Frankly, things are not always as bad as the media makes them sound. Part of the job of the media is making things sound more dramatic so you will listen to their coverage of the stories. And if you look back at many of the 'sure disasters' they have claimed, most were quite the overstatement. Take the Y2K bug for example. Many media reports were advising people to stock food, water and money since no computers were going to work after Y2K and therefore our whole society would collapse. It never happened. Sure, there were a few minor glitches, but most were fixed in no time and life continued on in the year 2000 with little more than a hiccup.

When you consider this, you should consider what else they are blowing out of proportion.

Many are blaming the media for being the cause behind much of the financial problems that the country is believed to be having, from the stock market to the real estate industry, not because the problems are that large, but because they are making them that large.

So, how do you know what's safe to invest in.
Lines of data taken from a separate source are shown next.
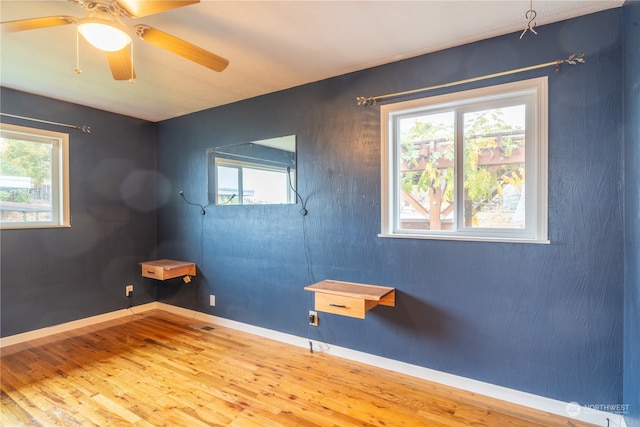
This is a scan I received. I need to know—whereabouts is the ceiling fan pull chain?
[129,41,136,83]
[73,31,82,74]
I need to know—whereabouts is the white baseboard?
[158,303,626,427]
[0,302,626,427]
[0,302,158,348]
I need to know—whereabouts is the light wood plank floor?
[0,311,588,427]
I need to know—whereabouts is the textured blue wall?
[158,9,624,404]
[0,88,157,337]
[623,1,640,427]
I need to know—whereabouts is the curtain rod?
[0,113,91,133]
[356,53,584,107]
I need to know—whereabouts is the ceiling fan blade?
[134,25,229,71]
[116,0,200,18]
[105,47,136,80]
[2,16,77,33]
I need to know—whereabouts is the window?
[215,158,295,205]
[0,123,70,228]
[381,77,548,243]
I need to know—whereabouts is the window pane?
[242,167,289,205]
[397,111,455,230]
[216,165,240,204]
[462,105,526,229]
[0,137,53,223]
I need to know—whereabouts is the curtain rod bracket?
[356,52,585,107]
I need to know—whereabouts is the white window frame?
[379,77,549,244]
[214,157,296,206]
[0,123,71,229]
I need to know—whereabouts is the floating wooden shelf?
[140,259,196,280]
[304,280,396,319]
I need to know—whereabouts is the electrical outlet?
[309,310,318,326]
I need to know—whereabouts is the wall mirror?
[207,135,296,205]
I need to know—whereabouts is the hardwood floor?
[0,311,590,427]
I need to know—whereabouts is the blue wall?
[0,88,157,337]
[158,9,624,405]
[623,1,640,427]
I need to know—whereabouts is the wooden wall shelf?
[140,259,196,280]
[304,280,396,319]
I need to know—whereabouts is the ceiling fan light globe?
[78,20,131,52]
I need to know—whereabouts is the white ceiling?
[0,0,624,121]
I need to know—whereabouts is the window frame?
[379,77,550,244]
[214,157,296,206]
[0,123,71,230]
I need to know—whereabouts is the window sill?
[378,233,551,245]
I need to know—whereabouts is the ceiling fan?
[0,0,229,81]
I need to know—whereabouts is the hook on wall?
[178,190,207,215]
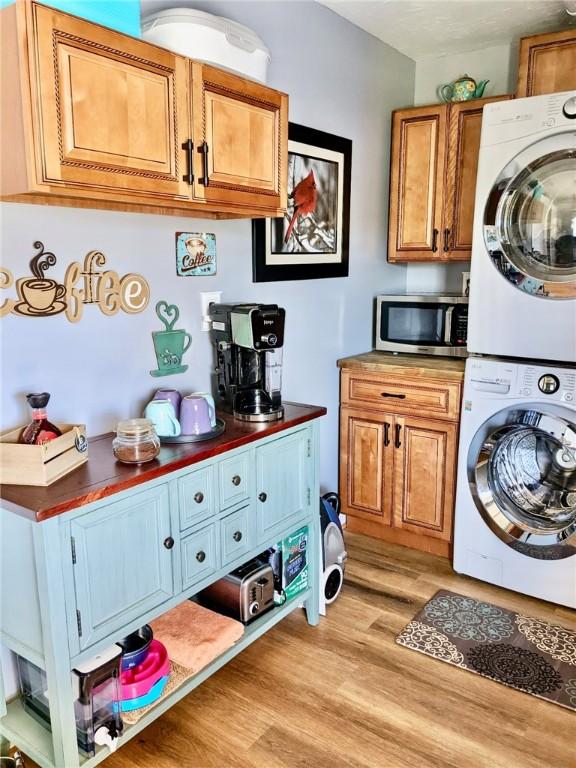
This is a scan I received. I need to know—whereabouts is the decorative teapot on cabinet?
[438,75,490,102]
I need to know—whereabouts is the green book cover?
[279,525,308,600]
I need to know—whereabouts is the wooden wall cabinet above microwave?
[388,96,510,262]
[516,28,576,98]
[2,0,288,218]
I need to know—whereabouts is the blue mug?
[144,400,180,437]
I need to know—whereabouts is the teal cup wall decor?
[150,301,192,376]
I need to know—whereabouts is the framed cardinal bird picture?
[252,123,352,283]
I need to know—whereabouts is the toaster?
[199,559,274,624]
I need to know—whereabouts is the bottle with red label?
[20,392,62,445]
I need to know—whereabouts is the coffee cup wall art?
[13,240,66,317]
[0,240,150,323]
[176,232,216,277]
[150,301,192,377]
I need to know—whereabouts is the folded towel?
[150,600,244,672]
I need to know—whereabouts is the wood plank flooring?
[21,534,576,768]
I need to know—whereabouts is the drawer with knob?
[220,506,254,565]
[180,523,220,589]
[218,451,251,509]
[178,467,216,531]
[341,370,460,421]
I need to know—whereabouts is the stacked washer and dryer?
[454,92,576,608]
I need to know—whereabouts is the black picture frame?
[252,123,352,283]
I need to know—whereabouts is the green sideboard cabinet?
[0,404,325,768]
[62,483,174,650]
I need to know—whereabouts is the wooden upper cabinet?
[442,96,511,261]
[192,63,288,209]
[0,0,288,218]
[394,416,458,541]
[516,28,576,98]
[388,96,510,261]
[388,105,448,261]
[32,5,190,198]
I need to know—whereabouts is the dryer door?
[469,410,576,559]
[484,131,576,299]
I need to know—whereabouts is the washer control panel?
[518,365,576,403]
[464,357,576,408]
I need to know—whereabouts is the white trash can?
[142,8,270,83]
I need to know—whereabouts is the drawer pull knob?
[384,421,390,448]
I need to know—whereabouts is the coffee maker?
[209,304,286,421]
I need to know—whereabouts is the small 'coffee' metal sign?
[0,240,150,323]
[176,232,216,277]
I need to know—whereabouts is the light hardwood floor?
[19,534,576,768]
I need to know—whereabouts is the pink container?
[120,640,170,701]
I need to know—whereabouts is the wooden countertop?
[338,350,466,381]
[0,403,326,522]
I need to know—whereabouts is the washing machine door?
[484,131,576,299]
[469,410,576,559]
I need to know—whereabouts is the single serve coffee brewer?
[209,304,286,421]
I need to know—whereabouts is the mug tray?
[160,417,226,445]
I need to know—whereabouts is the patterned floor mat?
[396,590,576,710]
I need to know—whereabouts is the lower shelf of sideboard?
[0,589,312,768]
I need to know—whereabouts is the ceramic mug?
[154,389,182,419]
[20,277,66,312]
[144,400,181,437]
[190,392,216,429]
[180,395,212,435]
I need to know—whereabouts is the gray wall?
[0,0,414,489]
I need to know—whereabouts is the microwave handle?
[444,306,454,345]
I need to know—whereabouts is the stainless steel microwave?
[375,293,468,357]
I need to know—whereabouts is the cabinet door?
[394,416,458,541]
[70,485,173,649]
[180,523,220,589]
[31,5,191,198]
[192,63,288,211]
[439,96,511,261]
[388,104,448,261]
[340,408,394,525]
[256,430,312,543]
[516,29,576,98]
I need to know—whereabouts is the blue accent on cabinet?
[0,0,141,37]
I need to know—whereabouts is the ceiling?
[319,0,576,60]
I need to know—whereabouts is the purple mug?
[154,389,182,419]
[180,395,212,435]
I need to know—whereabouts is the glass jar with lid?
[112,419,160,464]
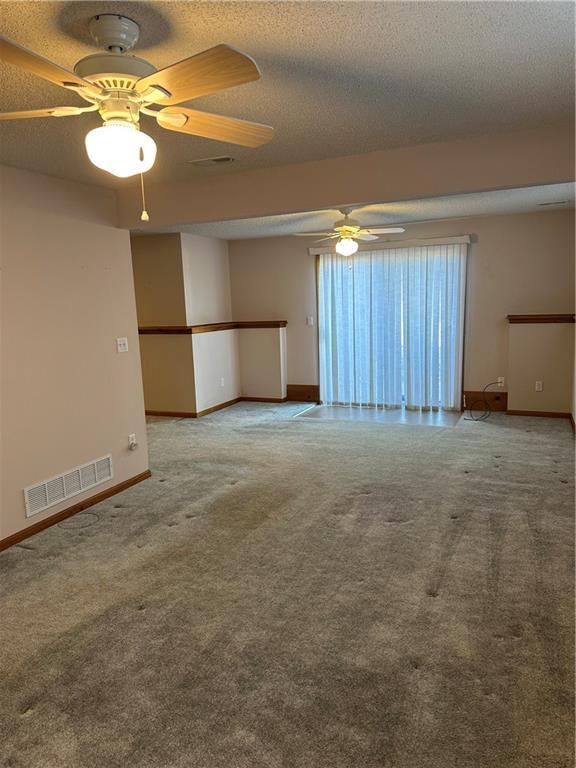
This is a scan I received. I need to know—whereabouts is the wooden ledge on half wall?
[507,315,574,323]
[138,320,288,336]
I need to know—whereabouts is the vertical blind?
[318,243,467,410]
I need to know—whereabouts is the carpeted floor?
[0,404,574,768]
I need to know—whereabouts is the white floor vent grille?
[24,455,114,517]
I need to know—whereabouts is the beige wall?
[230,237,318,384]
[182,234,232,325]
[508,323,574,414]
[140,335,196,413]
[118,124,574,228]
[0,169,148,538]
[132,234,286,413]
[238,328,286,399]
[230,210,574,390]
[192,330,240,412]
[130,234,186,326]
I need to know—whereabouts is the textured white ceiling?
[0,0,574,186]
[146,184,574,240]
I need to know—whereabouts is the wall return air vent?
[24,454,114,517]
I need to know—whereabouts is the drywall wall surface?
[192,330,240,412]
[0,166,116,227]
[130,234,186,326]
[508,323,574,414]
[118,124,574,228]
[229,237,318,384]
[230,210,574,390]
[140,334,196,413]
[181,234,232,325]
[238,328,286,400]
[0,170,148,538]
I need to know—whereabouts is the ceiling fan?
[296,209,406,256]
[0,13,274,183]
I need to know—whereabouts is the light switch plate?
[116,336,128,352]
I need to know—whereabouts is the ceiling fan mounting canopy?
[88,13,140,53]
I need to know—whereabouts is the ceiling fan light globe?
[336,237,358,256]
[85,123,156,179]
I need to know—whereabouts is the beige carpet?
[0,404,574,768]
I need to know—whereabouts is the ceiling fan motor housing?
[334,216,361,237]
[74,53,156,123]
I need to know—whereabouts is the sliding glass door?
[318,243,467,410]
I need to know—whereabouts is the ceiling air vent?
[188,155,234,168]
[24,455,114,517]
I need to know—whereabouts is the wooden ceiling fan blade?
[0,35,100,94]
[136,45,260,105]
[0,107,86,120]
[156,107,274,147]
[293,232,334,237]
[314,233,340,243]
[361,227,406,235]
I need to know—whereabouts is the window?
[318,242,467,410]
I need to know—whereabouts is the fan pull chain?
[140,173,150,221]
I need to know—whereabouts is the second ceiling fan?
[296,210,406,256]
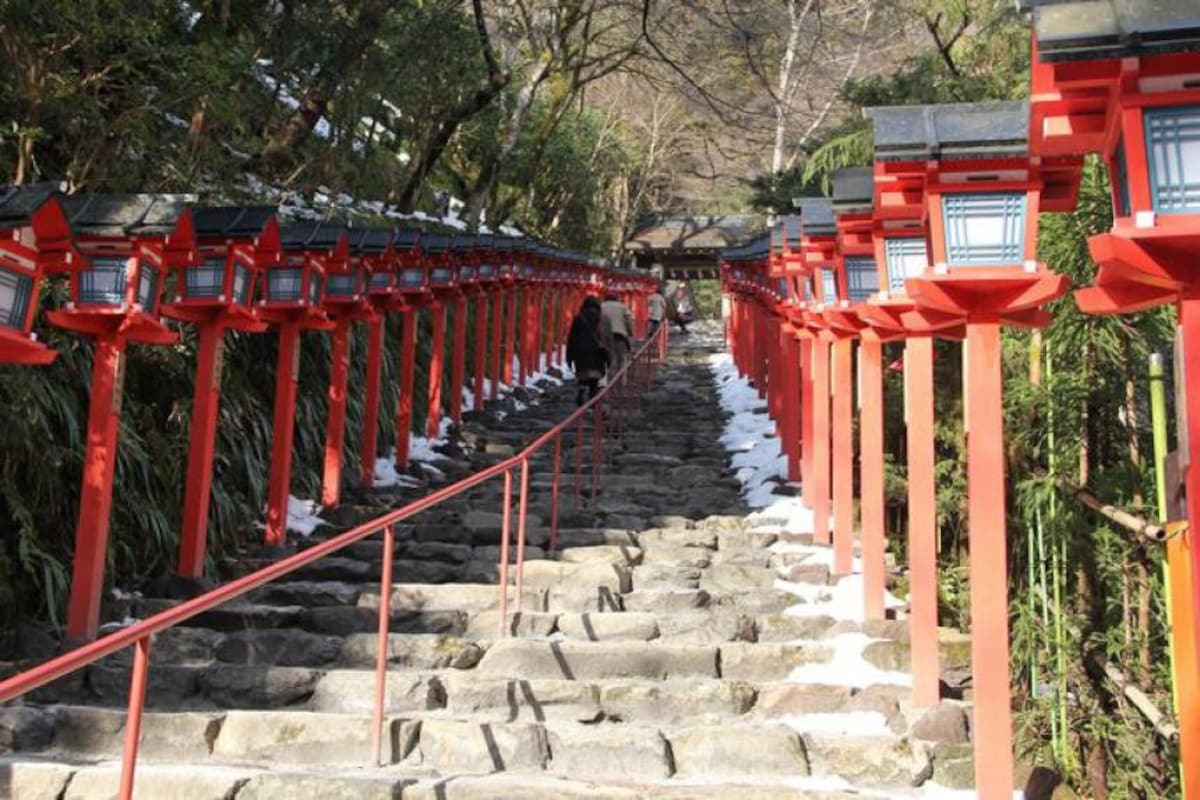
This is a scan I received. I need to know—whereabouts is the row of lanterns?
[0,185,654,640]
[722,0,1200,800]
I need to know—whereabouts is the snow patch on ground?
[708,353,792,510]
[787,633,912,690]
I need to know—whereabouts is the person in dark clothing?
[566,296,608,405]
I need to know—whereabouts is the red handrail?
[0,325,667,800]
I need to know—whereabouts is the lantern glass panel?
[1144,106,1200,213]
[184,258,224,299]
[266,266,304,302]
[1112,139,1133,217]
[233,264,254,306]
[138,264,158,311]
[0,266,34,330]
[942,192,1025,266]
[324,272,359,297]
[79,258,128,306]
[883,236,929,295]
[821,270,838,302]
[846,255,880,302]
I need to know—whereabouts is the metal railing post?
[500,469,512,639]
[371,525,396,766]
[517,458,529,614]
[118,636,150,800]
[550,433,563,553]
[592,395,608,506]
[575,414,586,511]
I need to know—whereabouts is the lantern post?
[320,228,392,509]
[1027,7,1200,782]
[46,194,196,643]
[258,222,348,547]
[823,167,884,578]
[355,229,418,489]
[472,234,498,411]
[450,235,480,425]
[800,198,838,545]
[421,234,458,440]
[162,206,282,581]
[874,102,1082,800]
[0,184,84,365]
[858,146,962,708]
[395,230,432,470]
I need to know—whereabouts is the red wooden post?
[965,320,1013,798]
[450,295,467,425]
[472,291,490,411]
[904,336,941,708]
[425,301,446,439]
[396,308,418,469]
[832,338,854,575]
[265,321,300,546]
[858,331,887,620]
[799,333,816,509]
[488,289,504,401]
[179,323,224,578]
[811,336,830,545]
[320,317,350,509]
[500,287,517,386]
[67,336,125,642]
[359,313,386,488]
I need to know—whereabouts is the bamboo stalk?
[1091,652,1180,744]
[1058,481,1168,545]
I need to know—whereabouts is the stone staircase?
[0,347,971,800]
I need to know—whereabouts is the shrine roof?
[0,182,62,228]
[1020,0,1200,62]
[866,101,1030,161]
[833,167,875,213]
[192,205,278,239]
[61,194,196,236]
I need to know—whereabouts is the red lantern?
[47,194,197,642]
[0,184,84,365]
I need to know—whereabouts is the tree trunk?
[467,60,550,225]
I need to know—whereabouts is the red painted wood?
[964,321,1013,800]
[264,320,301,546]
[904,336,941,708]
[320,318,350,509]
[832,338,854,575]
[67,336,125,642]
[396,308,416,470]
[449,296,467,425]
[425,302,446,439]
[811,338,832,545]
[858,332,887,620]
[359,313,386,488]
[179,321,224,578]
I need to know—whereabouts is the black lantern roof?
[61,194,196,236]
[391,228,421,249]
[779,213,804,249]
[1020,0,1200,61]
[833,167,875,213]
[192,205,278,239]
[346,228,394,255]
[800,197,838,236]
[721,234,770,261]
[0,182,62,228]
[866,101,1030,161]
[280,222,346,252]
[421,234,450,255]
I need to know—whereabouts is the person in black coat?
[566,296,610,405]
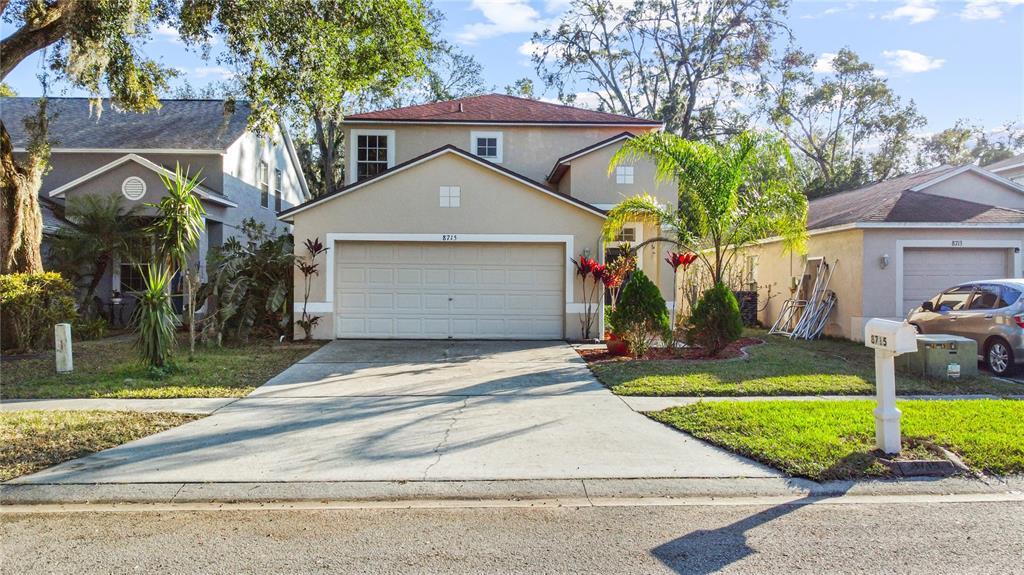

Well for one, you never really know what is a safe investment. After all that is why there is risk to investing. But you can be more confident in real estate than many other options. The reason for this is that real estate is not going to completely disappear. Think about it. Even if the price fluctuates, a real estate investment fund will still hold substantial value, even in the worst of economic times. It's not like the land is just going to shrivel up and disappear. No, unlike companies that can close their doors and take all their shareholders funds down the tube with them, real estate will always have value, even in the worst of times.

If investing in real estate is new for you, you're not alone. There are plenty of people who are just making their way into the real estate market and need a little advice to make sure they are making the right trading decisions. This is where comes in to help. is a full service REIT broker that not only can help you manage your portfolio and online trading, but is also chock full of research and educational tools as well as charts, tables and programs that can help you learn about the REITs you are interested in and make sure you go into this in the right state of mind.

There always has to be a first time for everything. In this case, take a page from the book of Donald Trump, "Every day, you'll have opportunities to take chances and to work outside your safety net. Sure, it's a lot easier to stay in your comfort zone. In my case, business suits and real estate. But sometimes you have to take risks. When the risks pay off, that's when you reap the biggest rewards."
What are REITs (Real Estate Investment Trusts)?

If you pride yourself on being an up and coming investor, you should make sure you know all of the investing options that are available to you.

While most people know of trading things like stocks and bonds, they may not know of the deeper levels of those things, such as REITs. REITs are Real Estate Investment Trusts. Essentially this is a company that purchases properties and then becomes a real estate management firm.

How you get involved in these investments is by giving them the funds to make those purchases and run them. Essentially, they will allow a certain number of investors to be a part of the trust (it is usually a limited number for each trust).

So where did REITs come from? Well the REIT was born in 1960 by congress. Before this time only those with major money were able to get into real estate investing. Everyone else had to play the regular stock market. So, they wanted to give smaller investors the chance to get in on the profit making market of real estate. With REITs instead of having to have the money to be able to purchase a whole property at once, an investor can get in to the market with just a percentage of the money buy buying one or more shares.

When choosing a REIT, it is important to realize that there are a variety of REIT styles. Usually a REIT sticks with one type of property. For example, there are commercial REITs that only deal with commercial real estate and ventures. They may purchase office space and rent it out to businesses. Another way to go is industrial, purchasing and maintaining industrial parks. There are also residential buildings that vary from apartment buildings to condominiums and even complete housing neighborhoods that are owned and operated by the REIT. If you know more about one kind of real estate than another, you may prefer to fund this style of REIT where you can invest in something you know about.

Understanding how REIT investments work is vital if you are considering going into this type of investment market. Here are some of the basics.

First, if a REIT makes money, its investors are going to make money. The way a REIT works is that as it makes taxable income, at least 90 percent of that must be paid directly to it's investors. That means as a shareholder, if the REIT is making any money, so are you!

When it comes to shareholders REITs run the gamut from small to massive, but even the small ones are not so small that they can't have any buying power. A REIT must have at least 100 shareholders.

When it comes to operations, REITs have a few major rules to follow. First, they are required to invest 75% or more of the money put into the trust in real estate ventures. Additionally, they have to be getting at least 75% of their income from monies made from the properties they own (i.e. through mortgage interest or rent)

If you are considering investing in REITs it is important to note that they are also a little different in tax structure. Since so much of the profit from a REIT is going to the shareholders, they are able to deduct that money from their taxable income. However, when you as in investor get your dividends you will be responsible for paying the capital gains taxes.